The story alternates between Alina, a young woman living through Nazi-occupied Poland in the 1940s, and Alice, a modern-day mother navigating a life full of unspoken struggles—raising a non-verbal autistic son, managing a strained marriage, and suddenly unearthing her grandmother’s secret past. Both narratives are deeply moving, but together they create something exceptional. There’s history, yes. But there’s also legacy, language, memory, and what we pass down without even realising it.


Alina’s chapters are suffused with fear and longing, but never without strength. Her love story is powerful, but it’s her courage that lingers. Alice, on the other hand, is a brilliant portrayal of what it means to feel pulled in every direction and still somehow keep going. She’s messy, fierce, and painfully human. Rimmer doesn’t just write women—she understands them. Their flaws. Their fire. Their silence.


ree

There’s a particular turning point in the book where everything pivots—and I felt it physically. I paused. Not because I wanted to stop, but because I wanted to savour what was left. It’s not often that I beg a story to linger. I usually race to the end. But here, I wanted time to freeze. That’s how much I loved it.


If I had one tiny critique—and truly, it’s nitpicking—it’s that a couple of plot turns tied together a little too smoothly. But even that felt forgivable in the grander emotional landscape Rimmer crafts.

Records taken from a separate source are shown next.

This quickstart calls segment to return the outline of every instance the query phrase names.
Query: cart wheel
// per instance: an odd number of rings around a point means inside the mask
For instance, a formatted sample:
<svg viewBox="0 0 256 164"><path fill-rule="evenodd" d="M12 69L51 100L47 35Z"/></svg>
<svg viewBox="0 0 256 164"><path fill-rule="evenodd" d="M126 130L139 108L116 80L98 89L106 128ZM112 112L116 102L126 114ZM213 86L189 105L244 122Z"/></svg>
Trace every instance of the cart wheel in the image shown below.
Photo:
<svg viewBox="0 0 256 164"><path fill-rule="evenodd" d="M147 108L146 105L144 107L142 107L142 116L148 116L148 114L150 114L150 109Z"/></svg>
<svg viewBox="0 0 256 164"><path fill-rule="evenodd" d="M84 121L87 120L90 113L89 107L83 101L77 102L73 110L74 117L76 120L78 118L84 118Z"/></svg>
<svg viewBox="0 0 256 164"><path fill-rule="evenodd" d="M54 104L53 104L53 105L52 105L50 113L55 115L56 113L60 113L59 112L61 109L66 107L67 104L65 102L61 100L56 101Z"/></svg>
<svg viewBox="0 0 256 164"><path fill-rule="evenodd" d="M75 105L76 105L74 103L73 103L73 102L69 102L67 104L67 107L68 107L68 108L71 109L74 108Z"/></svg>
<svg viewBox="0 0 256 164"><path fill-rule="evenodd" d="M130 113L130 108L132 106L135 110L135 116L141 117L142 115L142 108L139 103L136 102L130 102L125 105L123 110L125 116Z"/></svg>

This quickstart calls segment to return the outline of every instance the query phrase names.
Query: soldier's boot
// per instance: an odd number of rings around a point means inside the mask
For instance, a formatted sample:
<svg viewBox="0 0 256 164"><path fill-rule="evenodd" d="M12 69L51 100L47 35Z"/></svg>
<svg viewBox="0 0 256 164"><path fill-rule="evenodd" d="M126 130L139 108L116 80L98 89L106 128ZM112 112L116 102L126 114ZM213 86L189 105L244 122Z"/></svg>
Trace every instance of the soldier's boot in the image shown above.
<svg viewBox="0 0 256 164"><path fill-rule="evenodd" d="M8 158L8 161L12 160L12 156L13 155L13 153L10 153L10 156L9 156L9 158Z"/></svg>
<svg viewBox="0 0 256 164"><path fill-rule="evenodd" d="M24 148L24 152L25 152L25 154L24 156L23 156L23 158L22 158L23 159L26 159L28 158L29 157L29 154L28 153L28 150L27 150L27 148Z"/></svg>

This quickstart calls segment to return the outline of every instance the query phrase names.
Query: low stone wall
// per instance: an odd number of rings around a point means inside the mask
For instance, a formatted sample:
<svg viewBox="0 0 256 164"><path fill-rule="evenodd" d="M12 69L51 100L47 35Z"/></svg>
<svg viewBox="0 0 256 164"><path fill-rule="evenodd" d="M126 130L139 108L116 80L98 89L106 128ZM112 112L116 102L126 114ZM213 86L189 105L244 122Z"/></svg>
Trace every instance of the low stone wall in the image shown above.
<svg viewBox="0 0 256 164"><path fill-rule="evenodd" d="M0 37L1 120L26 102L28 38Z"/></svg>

This book isn’t about the twist. It’s about the truth. And sometimes, the truth is quiet and slow and devastating.


The Things We Cannot Say is a novel that will sit heavy in your heart and stay there. It’s about the things we carry, the words we bury, and the people we become because of what we choose not to say. And in Rimmer’s hands, those silences are deafening—and beautiful.


This was more than just a five-star read for me. It was a reminder of why I read in the first place.